L'auteur évoque plus rapidement, sans développer ni prendre position, qu'Abd el-Kader n'a pas que des partisans au sein même de l'Algérie. Pour certains, il a entraîné son pays vers la guerre alors que la France n'envisageait pas une colonisation complète. Pour d'autres, les Kabyles, il est un traître, ayant préféré la reddition à la mort au combat, qui a bien profité des largesses de son ancien ennemi ; ses amitiés françaises lui seront reprochées, de même que la Légion d'honneur qu'il reçoit pour avoir sauvé en 1860 des chrétiens d'un massacre perpétué par les Druzes lors de son exil syrien. Le jeune pouvoir algérien a-t-il instrumentalisé sa mémoire en rapatriant sa dépouille à Alger alors que le souhait de l'émir était de reposer à Damas auprès du maître de tous les Soufis ? Que connaissent les jeunes générations de ce personnage et quelle image en ont-ils ? Il semble qu'il reste beaucoup à découvrir sur cet homme qui n'était pas qu'un chef guerrier mais un mystique, un penseur qui avait le goût des sciences autant que de la sagesse.

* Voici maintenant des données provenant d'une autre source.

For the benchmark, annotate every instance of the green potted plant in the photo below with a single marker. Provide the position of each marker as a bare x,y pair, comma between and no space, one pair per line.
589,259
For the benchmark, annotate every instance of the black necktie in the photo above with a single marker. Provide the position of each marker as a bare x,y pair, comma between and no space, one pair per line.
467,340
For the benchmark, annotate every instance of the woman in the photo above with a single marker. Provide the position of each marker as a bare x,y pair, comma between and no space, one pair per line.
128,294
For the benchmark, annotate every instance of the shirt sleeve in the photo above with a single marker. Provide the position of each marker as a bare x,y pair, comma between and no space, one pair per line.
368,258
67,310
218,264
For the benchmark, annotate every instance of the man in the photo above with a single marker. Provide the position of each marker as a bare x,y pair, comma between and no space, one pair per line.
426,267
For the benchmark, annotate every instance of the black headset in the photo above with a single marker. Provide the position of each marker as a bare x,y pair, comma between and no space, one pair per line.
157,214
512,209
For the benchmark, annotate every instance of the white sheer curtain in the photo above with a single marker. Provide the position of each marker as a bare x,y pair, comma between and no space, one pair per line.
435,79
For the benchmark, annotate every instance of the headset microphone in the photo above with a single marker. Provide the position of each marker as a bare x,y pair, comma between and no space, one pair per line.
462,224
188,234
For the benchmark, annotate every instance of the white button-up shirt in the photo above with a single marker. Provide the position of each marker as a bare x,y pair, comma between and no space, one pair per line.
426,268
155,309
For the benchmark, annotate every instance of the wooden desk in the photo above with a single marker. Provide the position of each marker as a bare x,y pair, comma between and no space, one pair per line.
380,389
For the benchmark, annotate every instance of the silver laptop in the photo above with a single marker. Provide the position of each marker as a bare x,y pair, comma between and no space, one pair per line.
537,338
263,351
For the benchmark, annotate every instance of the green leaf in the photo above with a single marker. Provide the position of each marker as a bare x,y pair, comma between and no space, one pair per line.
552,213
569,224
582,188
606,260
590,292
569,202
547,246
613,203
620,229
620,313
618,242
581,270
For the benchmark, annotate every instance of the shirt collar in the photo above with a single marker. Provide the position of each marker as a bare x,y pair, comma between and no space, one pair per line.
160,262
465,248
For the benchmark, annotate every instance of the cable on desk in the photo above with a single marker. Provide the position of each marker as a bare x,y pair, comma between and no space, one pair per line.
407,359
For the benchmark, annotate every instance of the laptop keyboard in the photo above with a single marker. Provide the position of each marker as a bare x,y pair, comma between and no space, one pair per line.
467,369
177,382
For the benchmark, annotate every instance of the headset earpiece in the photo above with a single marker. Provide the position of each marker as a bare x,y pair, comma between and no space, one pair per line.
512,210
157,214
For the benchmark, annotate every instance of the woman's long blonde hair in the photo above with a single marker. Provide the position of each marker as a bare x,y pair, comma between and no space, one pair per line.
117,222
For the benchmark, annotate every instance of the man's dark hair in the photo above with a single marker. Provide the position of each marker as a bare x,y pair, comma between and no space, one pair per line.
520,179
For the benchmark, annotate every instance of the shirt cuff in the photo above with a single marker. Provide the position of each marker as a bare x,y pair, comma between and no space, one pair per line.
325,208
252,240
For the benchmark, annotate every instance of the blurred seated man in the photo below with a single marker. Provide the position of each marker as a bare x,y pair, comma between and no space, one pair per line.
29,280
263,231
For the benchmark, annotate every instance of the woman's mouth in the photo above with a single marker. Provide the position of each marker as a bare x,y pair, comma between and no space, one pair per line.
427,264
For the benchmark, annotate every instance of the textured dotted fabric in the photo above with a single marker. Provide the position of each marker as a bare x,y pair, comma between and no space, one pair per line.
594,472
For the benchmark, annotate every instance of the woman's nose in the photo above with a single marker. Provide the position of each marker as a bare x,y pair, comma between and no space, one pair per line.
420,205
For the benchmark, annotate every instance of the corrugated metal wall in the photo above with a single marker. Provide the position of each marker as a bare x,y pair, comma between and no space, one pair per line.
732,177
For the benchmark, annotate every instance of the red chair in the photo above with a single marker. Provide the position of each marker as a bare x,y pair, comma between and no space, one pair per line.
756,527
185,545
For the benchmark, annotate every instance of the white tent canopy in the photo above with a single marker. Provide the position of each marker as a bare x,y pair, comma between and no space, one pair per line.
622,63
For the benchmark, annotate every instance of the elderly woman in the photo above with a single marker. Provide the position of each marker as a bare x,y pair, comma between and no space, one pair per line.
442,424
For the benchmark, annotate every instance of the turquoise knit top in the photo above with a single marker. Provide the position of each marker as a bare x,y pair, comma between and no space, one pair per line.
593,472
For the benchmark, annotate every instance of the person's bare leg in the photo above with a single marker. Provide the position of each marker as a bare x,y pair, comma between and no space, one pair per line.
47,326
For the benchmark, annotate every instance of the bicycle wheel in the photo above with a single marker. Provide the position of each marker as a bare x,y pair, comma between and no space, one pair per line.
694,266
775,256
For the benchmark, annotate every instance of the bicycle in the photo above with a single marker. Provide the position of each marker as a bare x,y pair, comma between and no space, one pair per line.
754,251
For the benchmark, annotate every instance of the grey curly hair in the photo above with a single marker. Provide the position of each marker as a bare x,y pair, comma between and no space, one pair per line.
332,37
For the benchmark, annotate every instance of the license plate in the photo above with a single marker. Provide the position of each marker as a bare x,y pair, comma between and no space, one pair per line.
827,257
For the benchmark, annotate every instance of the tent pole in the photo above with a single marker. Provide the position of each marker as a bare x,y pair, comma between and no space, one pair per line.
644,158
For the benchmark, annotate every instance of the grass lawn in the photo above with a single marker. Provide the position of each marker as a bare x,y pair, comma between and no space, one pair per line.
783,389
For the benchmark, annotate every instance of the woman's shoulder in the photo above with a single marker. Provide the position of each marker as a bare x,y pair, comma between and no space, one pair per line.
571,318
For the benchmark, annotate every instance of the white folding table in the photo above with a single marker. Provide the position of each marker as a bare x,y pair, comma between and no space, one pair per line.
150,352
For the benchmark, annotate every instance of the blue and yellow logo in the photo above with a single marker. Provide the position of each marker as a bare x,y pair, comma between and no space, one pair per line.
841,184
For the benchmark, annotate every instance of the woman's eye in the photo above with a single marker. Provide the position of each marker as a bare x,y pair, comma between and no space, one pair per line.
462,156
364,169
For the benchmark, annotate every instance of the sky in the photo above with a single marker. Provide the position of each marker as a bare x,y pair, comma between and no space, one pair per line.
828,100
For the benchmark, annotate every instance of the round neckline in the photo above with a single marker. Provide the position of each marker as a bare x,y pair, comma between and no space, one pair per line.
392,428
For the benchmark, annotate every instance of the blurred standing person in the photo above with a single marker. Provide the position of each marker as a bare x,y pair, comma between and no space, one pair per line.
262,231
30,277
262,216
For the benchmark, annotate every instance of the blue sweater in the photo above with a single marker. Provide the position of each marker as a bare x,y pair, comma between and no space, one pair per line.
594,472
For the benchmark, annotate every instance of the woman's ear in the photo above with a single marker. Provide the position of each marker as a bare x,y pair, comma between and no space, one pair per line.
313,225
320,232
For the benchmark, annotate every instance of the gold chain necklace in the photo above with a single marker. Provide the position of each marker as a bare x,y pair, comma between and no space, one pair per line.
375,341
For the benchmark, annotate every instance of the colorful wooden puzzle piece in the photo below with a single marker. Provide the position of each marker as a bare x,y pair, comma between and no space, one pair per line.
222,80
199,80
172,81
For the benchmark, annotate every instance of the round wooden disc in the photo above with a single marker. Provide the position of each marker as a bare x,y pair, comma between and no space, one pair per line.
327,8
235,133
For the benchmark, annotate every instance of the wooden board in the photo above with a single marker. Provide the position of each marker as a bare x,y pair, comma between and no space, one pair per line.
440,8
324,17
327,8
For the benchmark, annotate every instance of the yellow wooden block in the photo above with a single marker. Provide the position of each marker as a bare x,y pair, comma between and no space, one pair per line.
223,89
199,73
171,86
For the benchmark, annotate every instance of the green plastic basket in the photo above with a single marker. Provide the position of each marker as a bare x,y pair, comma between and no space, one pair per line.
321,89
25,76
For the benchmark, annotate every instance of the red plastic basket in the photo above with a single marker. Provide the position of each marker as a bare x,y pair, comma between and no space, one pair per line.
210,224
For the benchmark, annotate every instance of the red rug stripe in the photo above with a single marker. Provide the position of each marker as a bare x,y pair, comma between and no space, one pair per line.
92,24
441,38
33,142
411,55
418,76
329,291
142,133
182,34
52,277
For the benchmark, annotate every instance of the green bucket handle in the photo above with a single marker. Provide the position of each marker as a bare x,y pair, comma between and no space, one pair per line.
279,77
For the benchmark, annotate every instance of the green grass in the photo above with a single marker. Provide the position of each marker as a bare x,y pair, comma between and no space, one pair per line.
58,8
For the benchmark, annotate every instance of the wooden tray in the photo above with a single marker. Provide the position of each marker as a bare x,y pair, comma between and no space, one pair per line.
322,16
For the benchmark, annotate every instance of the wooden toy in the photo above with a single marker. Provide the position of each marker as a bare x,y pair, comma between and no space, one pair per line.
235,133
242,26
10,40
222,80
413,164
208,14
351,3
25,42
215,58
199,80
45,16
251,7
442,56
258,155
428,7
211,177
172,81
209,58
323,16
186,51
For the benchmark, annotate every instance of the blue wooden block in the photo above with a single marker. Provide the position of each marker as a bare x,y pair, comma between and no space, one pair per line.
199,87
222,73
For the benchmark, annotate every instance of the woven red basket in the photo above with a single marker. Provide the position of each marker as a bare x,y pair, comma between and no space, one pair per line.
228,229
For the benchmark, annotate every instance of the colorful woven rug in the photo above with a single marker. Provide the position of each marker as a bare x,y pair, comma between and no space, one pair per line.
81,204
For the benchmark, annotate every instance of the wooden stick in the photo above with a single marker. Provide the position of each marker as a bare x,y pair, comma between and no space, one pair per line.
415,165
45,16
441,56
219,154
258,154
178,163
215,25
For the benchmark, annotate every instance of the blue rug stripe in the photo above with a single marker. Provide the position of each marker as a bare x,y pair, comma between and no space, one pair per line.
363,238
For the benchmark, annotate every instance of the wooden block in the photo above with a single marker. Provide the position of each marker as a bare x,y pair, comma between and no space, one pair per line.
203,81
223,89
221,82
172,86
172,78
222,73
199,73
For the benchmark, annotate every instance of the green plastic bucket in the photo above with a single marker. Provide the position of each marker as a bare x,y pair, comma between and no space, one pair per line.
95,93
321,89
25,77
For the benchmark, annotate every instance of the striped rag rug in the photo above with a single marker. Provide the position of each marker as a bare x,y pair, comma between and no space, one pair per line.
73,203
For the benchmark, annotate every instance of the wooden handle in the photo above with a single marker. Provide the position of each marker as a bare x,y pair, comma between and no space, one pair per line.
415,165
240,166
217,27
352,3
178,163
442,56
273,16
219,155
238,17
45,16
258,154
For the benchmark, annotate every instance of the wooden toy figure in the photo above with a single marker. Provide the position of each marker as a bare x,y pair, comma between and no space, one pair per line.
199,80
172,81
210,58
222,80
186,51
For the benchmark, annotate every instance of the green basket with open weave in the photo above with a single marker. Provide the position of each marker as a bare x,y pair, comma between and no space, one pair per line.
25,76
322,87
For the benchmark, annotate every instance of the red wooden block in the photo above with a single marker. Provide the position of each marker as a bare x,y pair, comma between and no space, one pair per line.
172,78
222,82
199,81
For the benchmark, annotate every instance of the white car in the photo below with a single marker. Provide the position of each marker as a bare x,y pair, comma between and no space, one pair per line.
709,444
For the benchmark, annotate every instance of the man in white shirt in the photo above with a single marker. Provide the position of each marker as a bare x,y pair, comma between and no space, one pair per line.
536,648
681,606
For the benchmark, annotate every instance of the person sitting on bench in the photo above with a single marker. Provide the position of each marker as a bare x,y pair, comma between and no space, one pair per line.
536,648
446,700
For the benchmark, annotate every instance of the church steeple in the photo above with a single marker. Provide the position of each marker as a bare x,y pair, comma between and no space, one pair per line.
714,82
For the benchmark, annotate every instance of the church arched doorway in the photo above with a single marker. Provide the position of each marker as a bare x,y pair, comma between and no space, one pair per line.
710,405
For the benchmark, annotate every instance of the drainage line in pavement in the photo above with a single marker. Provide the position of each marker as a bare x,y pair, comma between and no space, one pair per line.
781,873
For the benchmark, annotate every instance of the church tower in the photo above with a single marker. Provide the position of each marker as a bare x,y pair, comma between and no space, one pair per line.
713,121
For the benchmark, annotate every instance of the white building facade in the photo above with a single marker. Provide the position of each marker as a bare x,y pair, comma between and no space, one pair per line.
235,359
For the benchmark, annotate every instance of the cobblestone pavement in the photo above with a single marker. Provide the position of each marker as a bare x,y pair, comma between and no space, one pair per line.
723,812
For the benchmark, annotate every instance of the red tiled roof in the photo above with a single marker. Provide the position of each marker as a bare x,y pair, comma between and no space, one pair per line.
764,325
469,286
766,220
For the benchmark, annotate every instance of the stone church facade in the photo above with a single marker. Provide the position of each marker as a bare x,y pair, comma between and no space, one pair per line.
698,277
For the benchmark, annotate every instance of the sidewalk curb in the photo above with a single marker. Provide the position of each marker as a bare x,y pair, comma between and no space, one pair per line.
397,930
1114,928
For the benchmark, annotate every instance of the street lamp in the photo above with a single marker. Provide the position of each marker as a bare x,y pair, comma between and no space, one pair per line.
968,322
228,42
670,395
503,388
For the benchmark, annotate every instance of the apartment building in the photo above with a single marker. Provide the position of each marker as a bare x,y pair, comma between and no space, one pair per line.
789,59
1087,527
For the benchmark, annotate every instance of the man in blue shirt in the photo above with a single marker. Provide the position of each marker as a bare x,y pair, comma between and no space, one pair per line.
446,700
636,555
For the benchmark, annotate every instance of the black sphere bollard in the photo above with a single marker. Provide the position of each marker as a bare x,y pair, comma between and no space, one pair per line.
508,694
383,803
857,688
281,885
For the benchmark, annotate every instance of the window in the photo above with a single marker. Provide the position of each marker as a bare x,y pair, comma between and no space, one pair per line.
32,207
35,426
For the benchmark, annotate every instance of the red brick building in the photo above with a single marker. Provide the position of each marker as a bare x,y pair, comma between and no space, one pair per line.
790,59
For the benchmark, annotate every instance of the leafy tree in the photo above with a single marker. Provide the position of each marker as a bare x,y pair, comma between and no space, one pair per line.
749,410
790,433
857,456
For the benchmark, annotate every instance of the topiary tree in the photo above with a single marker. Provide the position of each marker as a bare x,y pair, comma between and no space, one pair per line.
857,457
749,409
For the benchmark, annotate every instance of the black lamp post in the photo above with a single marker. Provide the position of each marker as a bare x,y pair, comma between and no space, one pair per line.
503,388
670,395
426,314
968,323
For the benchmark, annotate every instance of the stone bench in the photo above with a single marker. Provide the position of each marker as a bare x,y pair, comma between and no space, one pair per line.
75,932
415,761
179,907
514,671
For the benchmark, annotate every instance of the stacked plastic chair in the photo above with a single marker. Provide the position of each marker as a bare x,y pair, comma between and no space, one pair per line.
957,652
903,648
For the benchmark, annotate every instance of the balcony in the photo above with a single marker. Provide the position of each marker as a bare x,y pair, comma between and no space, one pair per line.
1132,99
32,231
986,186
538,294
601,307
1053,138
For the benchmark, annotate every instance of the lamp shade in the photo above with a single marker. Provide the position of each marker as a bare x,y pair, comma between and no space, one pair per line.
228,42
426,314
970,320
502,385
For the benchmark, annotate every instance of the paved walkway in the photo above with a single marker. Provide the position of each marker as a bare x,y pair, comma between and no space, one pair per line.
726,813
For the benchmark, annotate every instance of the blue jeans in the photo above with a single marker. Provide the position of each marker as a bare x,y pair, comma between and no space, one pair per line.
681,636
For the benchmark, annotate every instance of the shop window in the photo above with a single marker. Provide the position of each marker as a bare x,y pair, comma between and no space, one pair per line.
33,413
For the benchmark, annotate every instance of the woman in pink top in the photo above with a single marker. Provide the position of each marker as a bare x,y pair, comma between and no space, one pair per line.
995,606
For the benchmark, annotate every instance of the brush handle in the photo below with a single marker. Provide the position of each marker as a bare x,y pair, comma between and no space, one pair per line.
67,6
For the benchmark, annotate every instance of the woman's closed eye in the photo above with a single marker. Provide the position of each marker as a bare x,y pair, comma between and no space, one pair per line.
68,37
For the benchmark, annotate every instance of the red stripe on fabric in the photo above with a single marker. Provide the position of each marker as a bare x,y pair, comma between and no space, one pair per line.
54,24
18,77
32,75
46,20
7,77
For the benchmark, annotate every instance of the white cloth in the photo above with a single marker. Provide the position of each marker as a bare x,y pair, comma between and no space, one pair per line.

Sa correspondance et ses écrits sont nombreux mais restent encore à recenser et étudier.
"Un hadith appris de son père ne dit-il pas qu'un savant dont la science est profitable à tous a plus de mérite que mille adorateurs d'Allah ? Un autre souligne que son encre est plus précieuse que le sang des martyrs."
Ne reste plus qu'à se pencher sur des ouvrages plus spécialisés pour se faire sa propre idée. Et moi, je vais continuer à rêver devant les quelques lignes manuscrites, à l'orthographe parfois incertaine, d'un livret de famille aux branches élaguées et au tronc un peu déraciné...
Lu dans le cadre du Défi littéraire de Madame lit.